I am trying to make a digital dashboard for a motorcycle using a Raspberry Pi, a display and some sensors.
I am using this speed sensor.
When I put the sensor on the axis of the motor wheel and run the engine, it shows random values even if the wheel is fixed and not turning.
The magnetic field generated by the engine and the alternator is affecting GPIO value, so I am trying to move all that noise from the signal. I added a low pass filter.
The maximum of speed is 120km/h so the frequency should be at maximum fmax= S / ( R x 2 x Pi), S is the speed , R is the tire radius.
In my case fc = 13.71 Hz and (fc = 1/(2 x Pi x R x C))
The capacitor used is a 22uF 40V and the resistance R= 530 ohm.
When running the engine the GPIO pin is still detecting noise and is reading like 10 pulses per second. Would it be better if I add an LC low pass filter?
This is the electrical diagram of the sensor and the opotocoupler 4n25.
Can someone please tell me how to do the conditioning for this type of sensor?
The idea of adding a low pass filter comes from this video tutorial at min 5:41.
He made his own dashboard and it is on sale so the low pass filter should do the work and filter all that noise.

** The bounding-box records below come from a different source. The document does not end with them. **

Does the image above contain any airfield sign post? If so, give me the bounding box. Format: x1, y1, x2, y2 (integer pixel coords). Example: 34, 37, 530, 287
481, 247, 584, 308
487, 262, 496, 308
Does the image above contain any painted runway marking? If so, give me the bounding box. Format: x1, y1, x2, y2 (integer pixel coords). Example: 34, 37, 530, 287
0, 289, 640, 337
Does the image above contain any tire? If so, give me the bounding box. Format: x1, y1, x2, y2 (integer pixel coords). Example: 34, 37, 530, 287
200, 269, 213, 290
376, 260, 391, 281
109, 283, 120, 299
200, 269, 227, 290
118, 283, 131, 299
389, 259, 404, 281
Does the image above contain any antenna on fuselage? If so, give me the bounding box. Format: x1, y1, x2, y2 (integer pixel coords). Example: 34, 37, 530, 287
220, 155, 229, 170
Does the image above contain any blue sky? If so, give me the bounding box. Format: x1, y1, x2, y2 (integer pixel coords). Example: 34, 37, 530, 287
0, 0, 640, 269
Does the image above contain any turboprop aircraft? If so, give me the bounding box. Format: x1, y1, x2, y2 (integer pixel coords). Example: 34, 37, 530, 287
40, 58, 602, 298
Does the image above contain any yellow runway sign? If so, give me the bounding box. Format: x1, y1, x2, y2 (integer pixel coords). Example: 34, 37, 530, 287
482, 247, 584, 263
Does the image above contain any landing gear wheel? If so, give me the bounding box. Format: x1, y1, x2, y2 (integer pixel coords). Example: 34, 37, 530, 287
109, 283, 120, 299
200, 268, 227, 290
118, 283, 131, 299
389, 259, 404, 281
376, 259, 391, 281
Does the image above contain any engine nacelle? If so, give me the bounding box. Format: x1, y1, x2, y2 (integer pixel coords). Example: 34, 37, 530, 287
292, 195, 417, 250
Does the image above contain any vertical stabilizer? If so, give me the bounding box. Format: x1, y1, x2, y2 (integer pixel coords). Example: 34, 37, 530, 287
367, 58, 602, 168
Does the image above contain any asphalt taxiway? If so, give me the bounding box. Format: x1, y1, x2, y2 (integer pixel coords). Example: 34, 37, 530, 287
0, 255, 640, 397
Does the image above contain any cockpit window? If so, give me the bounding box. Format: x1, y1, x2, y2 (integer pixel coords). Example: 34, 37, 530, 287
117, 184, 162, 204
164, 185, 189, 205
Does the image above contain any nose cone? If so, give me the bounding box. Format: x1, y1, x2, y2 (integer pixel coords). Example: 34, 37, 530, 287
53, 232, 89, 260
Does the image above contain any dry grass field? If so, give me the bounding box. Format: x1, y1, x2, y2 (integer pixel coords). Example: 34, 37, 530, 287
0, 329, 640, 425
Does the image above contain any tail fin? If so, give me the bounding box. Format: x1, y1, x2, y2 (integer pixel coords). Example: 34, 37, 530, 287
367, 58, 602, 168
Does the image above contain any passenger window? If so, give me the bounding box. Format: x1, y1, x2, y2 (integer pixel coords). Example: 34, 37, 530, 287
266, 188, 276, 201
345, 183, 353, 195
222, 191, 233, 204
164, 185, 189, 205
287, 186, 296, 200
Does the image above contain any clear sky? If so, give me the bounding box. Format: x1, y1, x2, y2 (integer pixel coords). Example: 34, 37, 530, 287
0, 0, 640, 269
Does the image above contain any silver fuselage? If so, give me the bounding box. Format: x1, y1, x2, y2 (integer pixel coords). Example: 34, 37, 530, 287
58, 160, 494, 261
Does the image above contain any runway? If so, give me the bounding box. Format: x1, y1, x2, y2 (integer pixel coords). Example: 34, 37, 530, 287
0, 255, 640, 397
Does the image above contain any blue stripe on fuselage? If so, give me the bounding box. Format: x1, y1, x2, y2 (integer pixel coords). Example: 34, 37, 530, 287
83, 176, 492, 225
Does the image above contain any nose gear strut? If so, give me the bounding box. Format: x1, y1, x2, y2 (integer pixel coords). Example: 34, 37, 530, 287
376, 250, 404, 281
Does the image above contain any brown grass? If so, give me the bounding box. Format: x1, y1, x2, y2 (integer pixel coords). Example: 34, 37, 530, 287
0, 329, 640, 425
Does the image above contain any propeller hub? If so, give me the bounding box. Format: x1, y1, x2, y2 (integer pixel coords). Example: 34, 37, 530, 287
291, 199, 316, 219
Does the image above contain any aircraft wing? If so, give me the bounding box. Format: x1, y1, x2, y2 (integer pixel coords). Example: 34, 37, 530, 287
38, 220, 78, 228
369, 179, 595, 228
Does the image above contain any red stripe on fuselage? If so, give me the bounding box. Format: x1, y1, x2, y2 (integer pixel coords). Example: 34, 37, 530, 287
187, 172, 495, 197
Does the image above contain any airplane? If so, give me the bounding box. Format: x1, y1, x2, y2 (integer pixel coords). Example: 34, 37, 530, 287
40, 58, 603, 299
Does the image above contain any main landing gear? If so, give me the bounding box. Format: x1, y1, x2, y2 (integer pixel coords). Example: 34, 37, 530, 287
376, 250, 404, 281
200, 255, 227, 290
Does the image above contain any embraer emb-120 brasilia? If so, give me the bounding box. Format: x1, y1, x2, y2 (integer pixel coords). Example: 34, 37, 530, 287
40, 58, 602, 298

If nothing is wired (the Raspberry is supplied by the power supply so the Raspberry is totally isolated from the sensor and the engine's battery) and I run the engine and the GPIO is configured as pull up and an interrupt so it is conected to an internal pull up, it detects nothing but if I just add any type of wire (just simply to add an external pull up resistor without even connecting the sensor's output to the GPIO) the wire acts like an antennae and detects all the noise coming from the engine and the alternator. I tried also with the coaxial cable and got the same thing. The problem comes from the GPIO.